# Age of the universe in years

It seems to be commonly accepted that the Big Bang occurred roughly 13.7 billion years ago. My question is what is the meaning of the year in this context?

## When I type year definition into google, it returns this: The age of the earth likewise is accepted 4.54 billion years. I'm assuming that by years old, we mean Earth years.

Now, if the earth only existed for 4.54 billion years

1. What is the meaning of the year before the Earth existed?
2. Why is the age of the universe even expressed in years as opposed to something like distance?

It appears that 13.7 billion (Earth) years is completely meaningless since a year depends on the existence of the Earth.

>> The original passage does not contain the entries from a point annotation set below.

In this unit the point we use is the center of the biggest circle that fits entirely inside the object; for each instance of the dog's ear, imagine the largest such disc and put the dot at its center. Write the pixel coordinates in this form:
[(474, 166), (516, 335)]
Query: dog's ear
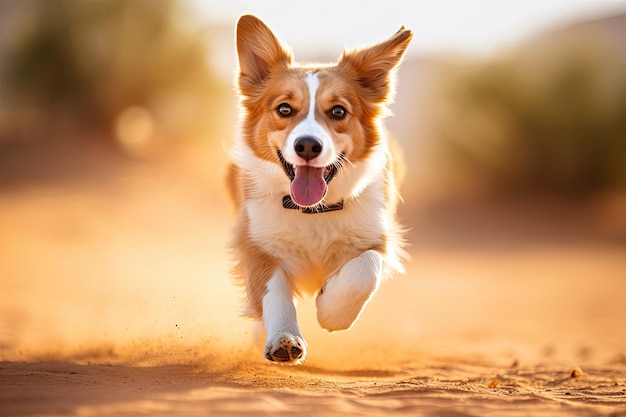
[(373, 66), (259, 51)]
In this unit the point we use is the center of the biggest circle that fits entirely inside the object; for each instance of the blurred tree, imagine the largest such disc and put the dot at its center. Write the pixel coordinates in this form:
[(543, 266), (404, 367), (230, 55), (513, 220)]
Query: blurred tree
[(90, 60), (548, 118)]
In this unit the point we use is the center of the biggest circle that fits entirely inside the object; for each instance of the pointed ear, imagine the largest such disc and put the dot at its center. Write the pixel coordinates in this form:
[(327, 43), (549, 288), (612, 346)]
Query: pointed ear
[(259, 51), (373, 66)]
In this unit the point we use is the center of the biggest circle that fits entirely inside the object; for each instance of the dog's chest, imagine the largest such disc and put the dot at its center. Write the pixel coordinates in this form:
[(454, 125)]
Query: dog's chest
[(319, 239)]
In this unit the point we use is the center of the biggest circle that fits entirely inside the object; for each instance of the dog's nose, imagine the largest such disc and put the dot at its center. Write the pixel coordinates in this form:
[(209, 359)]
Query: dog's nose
[(307, 147)]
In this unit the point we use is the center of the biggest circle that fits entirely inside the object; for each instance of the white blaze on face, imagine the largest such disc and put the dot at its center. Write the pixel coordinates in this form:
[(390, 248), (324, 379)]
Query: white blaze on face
[(310, 127)]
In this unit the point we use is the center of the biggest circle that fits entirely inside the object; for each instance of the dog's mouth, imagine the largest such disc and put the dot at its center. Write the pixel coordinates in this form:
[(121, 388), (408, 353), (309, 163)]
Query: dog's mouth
[(309, 184)]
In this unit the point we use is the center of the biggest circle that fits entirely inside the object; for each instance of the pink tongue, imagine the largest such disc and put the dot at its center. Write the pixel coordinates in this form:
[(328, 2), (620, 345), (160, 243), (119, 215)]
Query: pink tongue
[(308, 187)]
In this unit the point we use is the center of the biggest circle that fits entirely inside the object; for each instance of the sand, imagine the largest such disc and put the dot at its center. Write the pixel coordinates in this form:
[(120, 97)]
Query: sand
[(115, 300)]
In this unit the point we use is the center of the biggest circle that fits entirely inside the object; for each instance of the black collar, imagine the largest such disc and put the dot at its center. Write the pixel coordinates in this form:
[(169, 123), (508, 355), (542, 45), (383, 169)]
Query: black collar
[(320, 208)]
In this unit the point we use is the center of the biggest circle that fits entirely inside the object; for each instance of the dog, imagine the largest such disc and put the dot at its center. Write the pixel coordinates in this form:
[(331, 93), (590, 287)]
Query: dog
[(314, 177)]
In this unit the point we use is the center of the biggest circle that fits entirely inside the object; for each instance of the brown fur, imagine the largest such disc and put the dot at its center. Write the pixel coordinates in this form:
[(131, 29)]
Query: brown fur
[(362, 81)]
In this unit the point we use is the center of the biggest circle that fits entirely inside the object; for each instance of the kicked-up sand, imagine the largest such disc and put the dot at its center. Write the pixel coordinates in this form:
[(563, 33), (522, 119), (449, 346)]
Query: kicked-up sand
[(115, 300)]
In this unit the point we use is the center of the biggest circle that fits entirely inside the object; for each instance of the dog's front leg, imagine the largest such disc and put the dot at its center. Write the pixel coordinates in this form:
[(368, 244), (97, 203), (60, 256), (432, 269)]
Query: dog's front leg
[(284, 342), (344, 296)]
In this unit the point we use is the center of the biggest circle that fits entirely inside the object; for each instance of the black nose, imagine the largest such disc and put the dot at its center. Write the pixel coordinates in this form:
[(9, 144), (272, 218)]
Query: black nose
[(307, 147)]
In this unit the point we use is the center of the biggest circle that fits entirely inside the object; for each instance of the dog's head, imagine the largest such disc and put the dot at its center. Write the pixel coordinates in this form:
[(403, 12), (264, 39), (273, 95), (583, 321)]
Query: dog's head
[(313, 119)]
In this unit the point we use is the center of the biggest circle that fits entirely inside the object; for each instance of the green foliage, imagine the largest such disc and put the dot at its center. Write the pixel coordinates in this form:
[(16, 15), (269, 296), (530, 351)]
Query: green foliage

• Why would you measure age in terms of distance? The radius of the observable universe in light years (46 Gly) is not the same as its age in years. – shortstheory Oct 9 '13 at 16:30
• @shortstheory Good question. I'm not sure, that is why I am asking! – Kirk Backus Oct 9 '13 at 16:34
• The distance to the sun is approximately 93,000,000 miles and has been approximately that distance since well before the invention of the mile. – Andy aka Oct 9 '13 at 19:07

## 3 Answers

Strictly speaking you're correct.

The length of a second is defined by reference to the spectrum of the Caesium atom and therefore the second is well defined at all times, before the Solar System existed and after it ceases to exit. We can define a year as 365.25 days $\times$ 24 hours $\times$ 60 minutes $\times$ 60 seconds to get the number of seconds in a year, and use this definition to measure time back to the Big Bang. However the year is really only defined for the Solar System and indeed varies in length since leap seconds keep getting added.

However this seems a bit nit-picking. In practice the variation in the length of the year is small compared to the uncertainty in the age of the universe so giving the age of the universe in years is reasonable.

Later: I believe astronomers use Julian years, defined as 31,557,600 seconds with the second defined wrt the Caesium standard. So the age of the universe is 13.7 billion Julian years. The Julian year is a well defined time period not dependant on the existance of the Solar System.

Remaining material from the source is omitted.